3 Kurzgeschichten über fast alltägliche Menschen
Was diese gemeinsam haben?
Eigentlich nicht viel. Es geht um Menschen, deren Leben nicht so ganz gradlinig verläuft. Die kleinen Leute eben, die nicht die Kraft haben, das System aus den Angeln zu heben. Wenn man aber geduldig genug an den Schrauben wackelt, wer weiß, was da passiert?

Die Klinik
oder
Die Geschichte vom Krankenhaus der Zukunft
Die 27. Reform der Reform der reformierten Kostenreform ist noch nicht rechtskräftig, da fällt schon wieder jemandem ein, wo sich noch ein paar Cent einsparen lassen.
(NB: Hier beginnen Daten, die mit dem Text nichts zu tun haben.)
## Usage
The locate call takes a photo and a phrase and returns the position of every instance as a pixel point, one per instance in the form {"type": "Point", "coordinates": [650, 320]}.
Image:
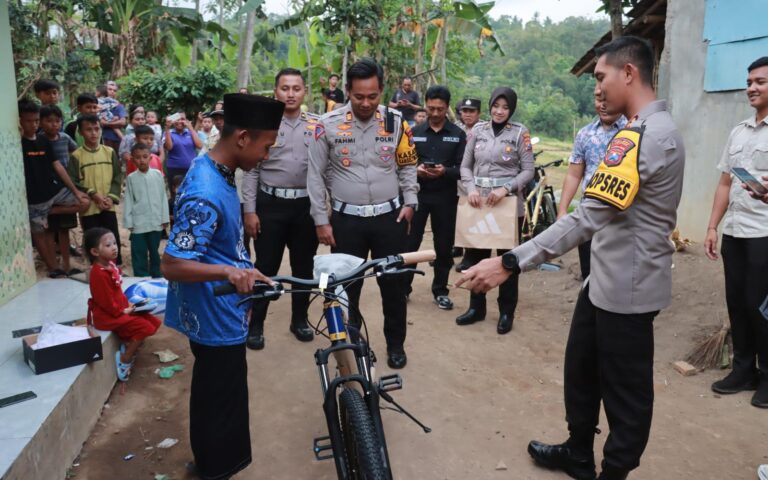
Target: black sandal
{"type": "Point", "coordinates": [58, 273]}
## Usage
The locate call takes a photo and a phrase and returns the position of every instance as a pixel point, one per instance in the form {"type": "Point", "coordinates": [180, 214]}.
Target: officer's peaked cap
{"type": "Point", "coordinates": [468, 102]}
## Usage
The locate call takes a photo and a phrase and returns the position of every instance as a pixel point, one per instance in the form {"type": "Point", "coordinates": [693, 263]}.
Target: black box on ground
{"type": "Point", "coordinates": [44, 360]}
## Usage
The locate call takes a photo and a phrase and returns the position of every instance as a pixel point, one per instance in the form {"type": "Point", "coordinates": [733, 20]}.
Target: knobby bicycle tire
{"type": "Point", "coordinates": [362, 445]}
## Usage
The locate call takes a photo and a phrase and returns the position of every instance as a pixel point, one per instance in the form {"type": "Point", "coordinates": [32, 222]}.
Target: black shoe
{"type": "Point", "coordinates": [612, 473]}
{"type": "Point", "coordinates": [301, 331]}
{"type": "Point", "coordinates": [561, 457]}
{"type": "Point", "coordinates": [396, 360]}
{"type": "Point", "coordinates": [760, 398]}
{"type": "Point", "coordinates": [735, 382]}
{"type": "Point", "coordinates": [255, 342]}
{"type": "Point", "coordinates": [443, 302]}
{"type": "Point", "coordinates": [505, 323]}
{"type": "Point", "coordinates": [471, 316]}
{"type": "Point", "coordinates": [192, 470]}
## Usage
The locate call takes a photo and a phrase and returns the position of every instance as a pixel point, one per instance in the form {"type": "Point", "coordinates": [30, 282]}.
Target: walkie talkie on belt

Vielleicht lässt sich ja die Strahlung, die jemand beim Röntgen aufnimmt, noch Gewinn bringend verkaufen.

Die Traumfrau
oder
Die Geschichte von der Traumfrau mit dem winzigen Makel
Als er aufwacht, liegt sie neben ihm. Dass sein Leben nie wieder so sein wird, wie es bis heute war, das weiß er bis jetzt noch nicht.

Das Kräuterweib
oder
Die Geschichte von der allein erziehenden Mutter
Einer allein erziehenden Mutter von drei Kindern wird nie langweilig. Als freiberufliche Heilpraktikerin kann sie auch nicht über einen Mangel an Beschäftigung klagen. Zum Glück kennt man zur Zeit der Inquisition das Wort Stress noch nicht.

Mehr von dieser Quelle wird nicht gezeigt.